Quiero decir, en realidad eres un pequeño estafador de poca monta. ¡Qué concepto tan cursi y desvergonzado! Casi dejé de leerte por un tiempo, por la aburrida política, supongo. Las sociedades secretas, Cristo ¿y me tengo que creer que todo este lío opresivo se explicará con unos extraños extraterrestres? Pero no te preocupes, nuestra maravillosa banda de contra-místicos salvará el día. ¡Como también lo harás tú, viejo fraude! 

Madura.

Oh Dios, no crezcas nunca. Por favor. Por favor, no dejes de escribir. No te escribía desde hacía tiempo, amor mío, mi amor, mi asesino. Perdóname, por favor. Cristo, parece que fuese hace una vida. O ayer mismo.

Cuando Walker emitió el show de Duchamp el año pasado, me quedé completamente extasiado con su vídeo. El Señor Nadie: él es el mayor invisible de todos. Volverá en el especial de los (Ultra) Orígenes Secretos, ¿no? Mierda, se traerá desnuda a la señorita Dwyer para jugar al ajedrez y se pondrá un sombrero que no sirve para nada autografiado.

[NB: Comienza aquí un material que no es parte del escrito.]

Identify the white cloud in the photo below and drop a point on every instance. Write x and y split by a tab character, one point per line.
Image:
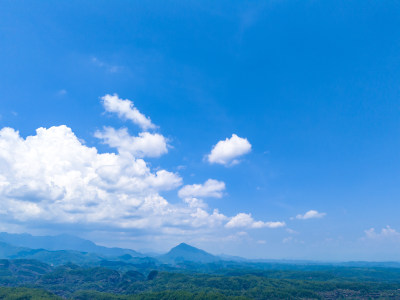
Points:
211	188
247	221
311	214
226	152
53	178
144	145
386	233
110	68
125	109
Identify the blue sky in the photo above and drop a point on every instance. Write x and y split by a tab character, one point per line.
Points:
311	86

Lo siento. Por nuestro bien he intentado no perder la cabeza, pero de nuevo me estoy derrumbando. Y mierda, ahora que Scooby se ha acabado y mi pequeño Robin está aquí mismo preguntando por qué tengo mi "vordenador" en la cama, y he terminado con la mascarada romana del piso de arriba, en el gélido frío de... ¿qué? ¿la realidad? ¿las ventas? ¿en serio? ¿las ventas?

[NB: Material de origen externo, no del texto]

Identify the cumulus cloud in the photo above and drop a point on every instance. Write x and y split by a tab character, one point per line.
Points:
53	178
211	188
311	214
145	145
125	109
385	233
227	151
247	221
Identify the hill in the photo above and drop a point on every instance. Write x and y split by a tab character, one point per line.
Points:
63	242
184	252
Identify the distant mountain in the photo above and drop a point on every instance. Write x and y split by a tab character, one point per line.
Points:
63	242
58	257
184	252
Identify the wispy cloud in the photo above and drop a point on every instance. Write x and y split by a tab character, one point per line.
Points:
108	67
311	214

Grant, eres maravilloso. Eres tan maravilloso... ¡Menuda historia barata de mierda...! Estoy tan avergonzado de mí mismo... soy demasiado viejo para esto, excepto que por qué coño me salen las estúpidas emociones cuando Mob me patea el culo (hey, vamos escorpios. Mi esposa y yo somos escorpios. Se supone que permaneciendo juntos desafiaremos todos los pronósticos. Se supone que debes desafiar todos los pronósticos y mantener este cómic hasta el final). ¿Y por qué mis lágrimas fluyen cuando el arte nos conquista a todos y Gideon y su hermana marchan hacia el límite en el caos? Sabía que finalmente se darían cuenta de la sinrazón.

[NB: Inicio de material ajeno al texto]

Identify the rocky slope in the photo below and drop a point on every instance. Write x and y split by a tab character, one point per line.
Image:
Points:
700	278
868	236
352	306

En aquel vídeo, Duchamp, con toda frialdad (oh, tan elegantemente... quiero decir, mucho más que Gideon) explicó a este lamentable y bienintencionado entrevistador gilipollas que, por supuesto, no esperaba que la gente actual lo entendiese, que su verdadero público era el de cincuenta años en el futuro. Tú serás Champs en 2046 ¿Es o no la hostia?

Mantente fuerte, amor. La bomba.

--------------

Mark Millar.

¿Alguien ha visto "El Silencio de los Corderos"?

--------------

Charles J. Sperling

Querido Grant:

¿ULISES como un cómic de superhéroes? Hmm. El Señor Leopold Bloom también es Henry Flower... Stephen Dedalus es Kinch, y Molly Bloom es la Señorita Marion Tweedy, por no decir nada de Penélope...

Hmm... de hecho... (sólo James Joyce utiliza la palabra con "c" para referirse a los genitales de la mujer, pero tú no lo haces.)

De todas formas, hola. Es la noche del domingo y James Keelaghan está cantando "My Skies" y ha llegado la hora de compartir mis reflexiones sobre Invisibles nº 19. Dadas las excelentes ilustraciones de Phil Jiménez y John Stokes, estaría encantado de verlos "un bolo más", pero no voy a insistir. Como ocurre con Sandman, en los Invisibles el dibujo también ha alcanzado altas cotas de calidad, a pesar de estar realizado por diversas manos (parece que la época de los dibujantes continuados se ha acabado... nadie volverá a hacer lo que Curt Swan consiguió en Superman.) Definitivamente, lo único que se necesita, por supuesto, es constancia (lo que no significa que esté menospreciando la labor de Daniel Vozzo, cuyos colores en "Assassin" eran prístinos, por no hablar de Clem Robins, cuya rotulación suele ser generalmente espléndida). Pero se necesita constancia, y sé que tú no te vas a marchar. 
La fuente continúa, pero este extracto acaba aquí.